Logo Questions Linux Laravel Mysql Ubuntu Git Menu
 

Hierarchical faceted search example with Solr

Question

Where can I find a complete example that shows how hierarchical faceted search works from indexing the documents to retrieving search results?

My research so far

Stackoverflow has a few posts, but all of them only address certain aspects of hierarchical faceted search; therefore, I wouldn't consider them to be duplicates. I'm looking for a complete example to understand it. I keep missing the last query where the aggregations work.

  • This would be pretty much exactly what I am looking for, but again, not a complete walkthrough: Solr Hierarchical Faceting.
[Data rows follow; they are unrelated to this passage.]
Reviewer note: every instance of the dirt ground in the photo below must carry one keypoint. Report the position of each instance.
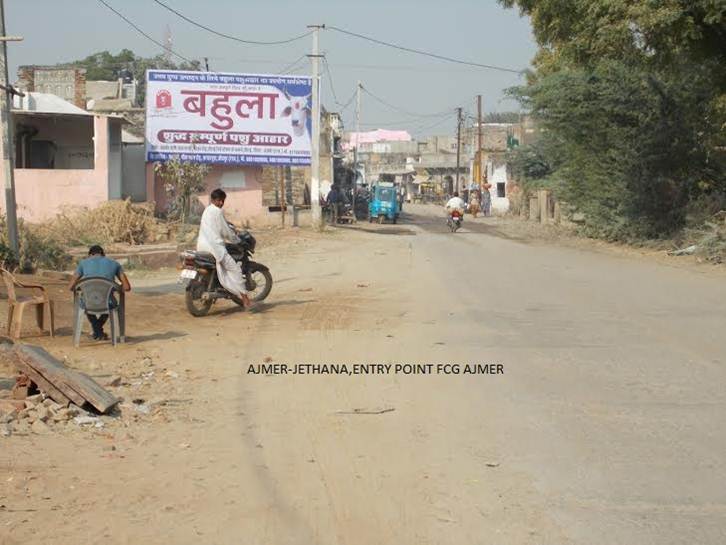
(603, 428)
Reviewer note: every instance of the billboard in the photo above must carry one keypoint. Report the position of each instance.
(242, 119)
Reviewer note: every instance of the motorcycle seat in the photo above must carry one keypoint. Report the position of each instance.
(206, 256)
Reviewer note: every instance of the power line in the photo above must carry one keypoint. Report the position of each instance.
(330, 80)
(144, 34)
(396, 108)
(345, 106)
(292, 66)
(421, 52)
(227, 36)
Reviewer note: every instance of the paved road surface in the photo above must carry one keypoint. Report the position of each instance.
(605, 428)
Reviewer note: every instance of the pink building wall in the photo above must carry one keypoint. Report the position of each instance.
(41, 193)
(244, 204)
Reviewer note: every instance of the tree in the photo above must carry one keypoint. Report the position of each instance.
(182, 181)
(631, 94)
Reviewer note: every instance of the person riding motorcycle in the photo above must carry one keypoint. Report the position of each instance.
(213, 232)
(455, 203)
Example needed

There is documentation on the Solr webpage, but didn't understand the example given there.

  • https://wiki.apache.org/solr/HierarchicalFaceting

Example (conceptually)

I'd like to create a complete walkthrough example here and hope you can provide the missing final piece.

Testdata

Input

Let's say we have 3 documents with each document being a person.

Alice (document 1)
 - Blond
 - Europe

Jane (document 2)
 - Brown
 - Europe/Norway

Bob (document 3)
 - Brown
 - Europe/Norway
 - Europe/Sweden

Output

The expected output for this (currently wrong) query

http://server:8983/solr/my_core/select?q=*%3A*&wt=json&indent=true&facet=true&facet.field=tags_ss

should be

Hair_color (3)
- blond (1)
- brown (1)
- black (1)

Location (3)
- Europe (4)  // This should be 4 not 3, i.e. the sum of the leaves, because Alice is tagged with "Europe" only, without a country
  - Norway (2)
  - Sweden (1)

because all documents are found.

Example (programmatically)

This is where I require help. How do I implement the above conceptual example?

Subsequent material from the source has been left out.